Phone a friend. Yes, you heard me right: phone. Texts are great, but getting on the phone requires more of our attention, gets us out of our heads, and opens us up to someone else's life. Whether it's listening to a friend's troubles and tapping into our sympathy or celebrating their happiness with them, both have the potential to lift our mood.
Get dressed. It can be tempting to succumb to sweatpants and dirty hair and to literally melt into the couch. However, simply getting up, taking a shower, and getting dressed and presentable can be a very uplifting activity.
Go outside. Walk to get your morning coffee or tea if that's an option. Sit on the patio and people watch. Go for a walk or a light jog. Of course movement can change your mood, but sometimes just being in a different environment can get you out of your head. If the weather isn't working for you, see above (get dressed) and change your scenery - book shop, museum, gym, you name it. A shift of scenery is sometimes just what we need to shift our perspective.
Take a social media detox. This doesn't have to be all-or-nothing. Maybe you just take a break from mindless scrolling and only go onto social media with intention (check out Amelia Barnes' Mindful Media Challenge for more tips). Also #LifeHack: unfollow any accounts that don't inspire you!
Meditate! I like to think of clearing my mind as a way to literally make space for happiness. Find some great guided meditations on Michela Swartz's YouTube Channel: Yoga With Michela. The best part? She has some super short ones to clear your mind in just a few minutes as well as some longer ones. And get ready for a lot of new meditation to drop - follow her on Instagram for meditation updates and upcoming opportunities!

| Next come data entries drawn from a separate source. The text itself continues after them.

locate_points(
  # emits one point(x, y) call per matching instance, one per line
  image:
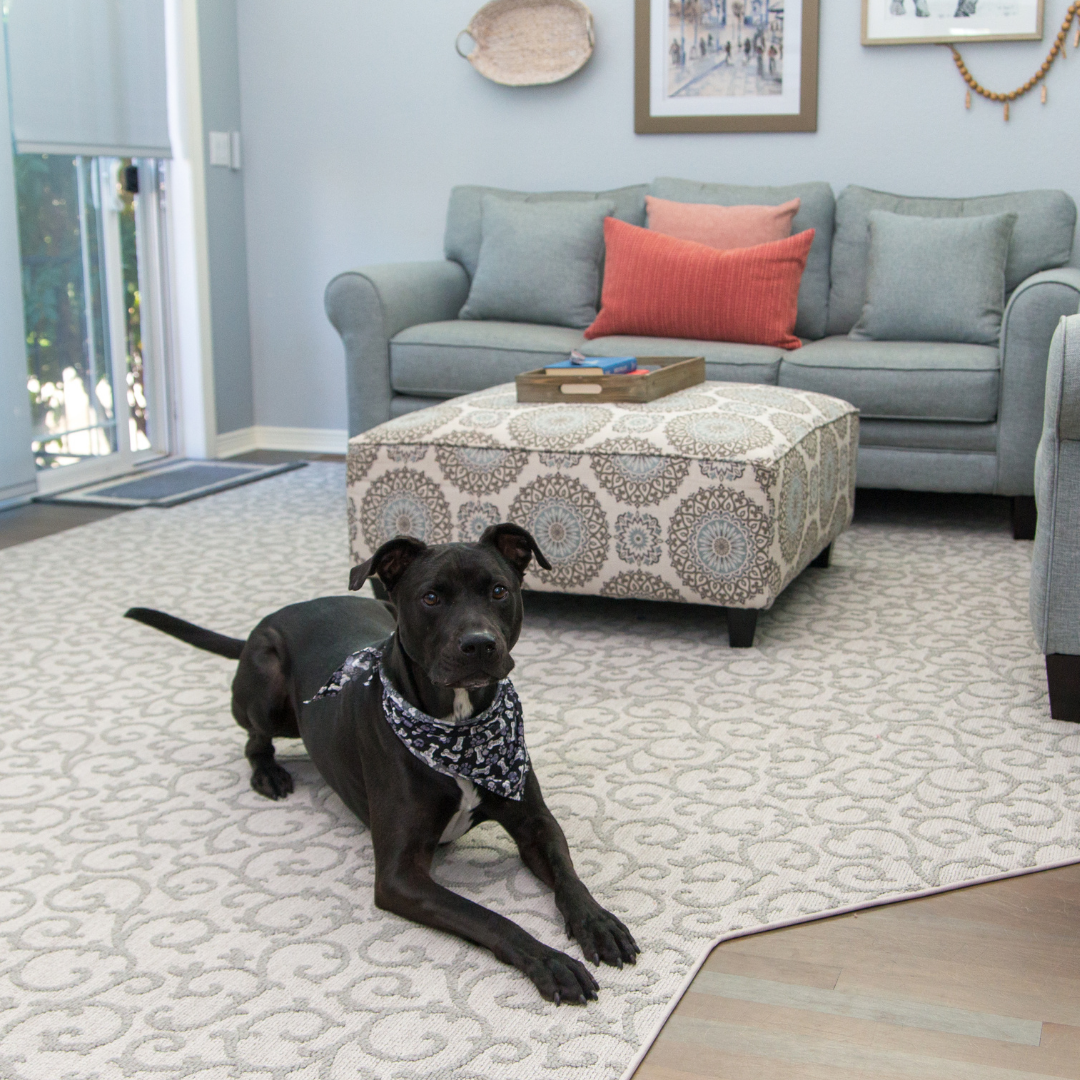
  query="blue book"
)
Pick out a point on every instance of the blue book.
point(593, 365)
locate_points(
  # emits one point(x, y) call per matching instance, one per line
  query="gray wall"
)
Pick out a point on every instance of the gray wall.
point(359, 117)
point(225, 219)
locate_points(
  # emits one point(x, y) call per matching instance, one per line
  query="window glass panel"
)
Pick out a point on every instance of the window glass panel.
point(66, 334)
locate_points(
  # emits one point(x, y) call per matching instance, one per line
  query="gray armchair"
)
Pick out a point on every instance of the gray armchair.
point(1055, 568)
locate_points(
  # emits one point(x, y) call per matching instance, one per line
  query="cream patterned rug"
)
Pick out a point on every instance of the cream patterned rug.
point(889, 733)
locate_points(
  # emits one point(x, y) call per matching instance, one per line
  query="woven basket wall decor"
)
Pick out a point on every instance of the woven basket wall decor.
point(529, 42)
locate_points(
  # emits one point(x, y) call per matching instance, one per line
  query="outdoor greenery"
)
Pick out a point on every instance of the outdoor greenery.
point(62, 266)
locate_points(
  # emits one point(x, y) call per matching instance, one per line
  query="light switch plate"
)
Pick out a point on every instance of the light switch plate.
point(220, 149)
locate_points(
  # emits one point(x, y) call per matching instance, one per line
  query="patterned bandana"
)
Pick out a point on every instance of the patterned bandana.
point(488, 750)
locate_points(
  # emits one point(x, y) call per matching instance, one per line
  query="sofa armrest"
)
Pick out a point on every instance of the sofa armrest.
point(1031, 316)
point(369, 306)
point(1055, 559)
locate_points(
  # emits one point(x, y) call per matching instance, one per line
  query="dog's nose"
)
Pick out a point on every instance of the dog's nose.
point(480, 644)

Pay it forward. Coffee shop, toll booth, street meat cart - take your pick. Acting with generosity manifests abundance. Plus, think about how great the next person will feel!
And of course you knew there would be books!
For the one who wants to know why and how: 21 Days to Happiness. Each day (chapter) starts with information. Honest-to-goodness need-to-know stuff about happiness. Then there are sections for:
- HOW I PUT THIS INTO PRACTICE
- TRY THIS NOW
- ADDITIONAL RESOURCES (websites, videos, and apps just in case you want more information... but the beginning of each chapter is pretty thorough!)
- And finally a sheet titled "WHAT DID YOU THINK ABOUT THIS DAILY PRACTICE?" Which goes on to ask how it made you feel, what you liked about it, whether or not you would continue this practice on a weekly or daily basis (and how), what potential barriers do you see to this practice, and finally an overall thumbs up, thumbs down, or meh rating.
For the practical one: 52 Lists for Happiness. This one starts by cutting to the chase with List 1: List What Makes You Happy Right Now. Ah, but there is a twist: you're then challenged to choose one item on the list and "turn it into a daily practice of happiness." Each list is followed by a "TAKE ACTION." And this is really where the book becomes super practical. It's one thing to make a list of the things in your lift you are actually able to control, but it's another to follow that up (List 13) with instructions to "Cross off anything that involves other people. Ultimately the only things you are going to be able to control are your own actions and choices, and you'll feel better if you can spend less time worrying about the things you can't control. If you feel stressed this week, look at this list and allow your mind to focus on what you can control in a health manner rather than what is outside of your control."
For the skeptic: 52 Small Changes for the Mind. It's one small thing a week. Author Brett Blumenthal noticed that people had a difficult time making large scale all-or-nothing changes, but that "small changes are less overwhelming and more realistic, and they give us a sense of accomplishment more quickly. Regardless of the change a person wants to make, three things remain true: any more change actually requires many smaller changes; taking an all-or-nothing or extreme approach doesn't work; and small changes that we can manage and master feed our desire to succeed." You've got a week to master each small change and chances are you're already pretty good at some of them: sleep, play and eat brain-boosting fruit and vegetables for example.
For the dreamer: Design the Life You Love. A beautiful book with exercises guaranteed to flex your creative muscle. I love that this book acknowledges that your life is the most important project you'll ever work on! The rules: work (rather play!) at it for 20 minutes or so, know that the answers are always right, draw and write (with no emphasis on how well you perform either!), and be playful. Bonus: beautifully illustrated.